Statinmyopathie ist seltener als oft befürchtet

Myalgien treten bei 5–10 % der mit Statinen behandelten Patienten auf. Zumeist gehen sie weder mit einer deutlichen Erhöhung der Kreatinkinase (CK) noch mit Paresen oder einer verminderten Leistungsfähigkeit einher. In solchen Fällen kann die Statintherapie fortgesetzt werden, eventuell mit reduzierter Dosis oder einem anderen Präparat, um die Beschwerden des Patienten bzw. den CK-Anstieg zu vermindern. Eine CK-Erhöhung von mindestens dem Zehnfachen der Norm plus Muskelschmerzen und proximale Muskelschwäche (Statinmyopathie) treten bei 0,1 % der Statinpatienten, Rhabdomyolysen bei 0,01 % auf. Bei den Betroffenen wie auch bei jenen mit intolerablen Symptomen sollte die Therapie mit dem Fettsenker beendet werden. Eine toxische Myositis manifestiert sich in der Regel zu Beginn einer Statinbehandlung, vor allem stammnah und bei zusätzlichen Risikofaktoren.
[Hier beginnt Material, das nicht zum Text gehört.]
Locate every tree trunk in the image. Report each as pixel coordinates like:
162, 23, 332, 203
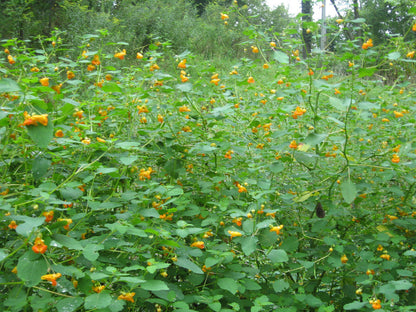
302, 0, 312, 58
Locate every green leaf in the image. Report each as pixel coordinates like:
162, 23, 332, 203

Dazu gehören etwa hohes Alter, Begleiterkrankungen wie Diabetes oder Niereninsuffizienz, Grapefruitzufuhr, einige Komedikationen (z.B. Fibrate, Amlodipin, Amiodaron, Ciclosporin, Ciprofloxacin) und Alkoholmissbrauch. Eine autoimmunvermittelte statinassoziierte Myopathie ist auch noch nach jahrelanger Statingabe möglich. Sie wird immunsuppressiv bzw. immunmodulierend behandelt.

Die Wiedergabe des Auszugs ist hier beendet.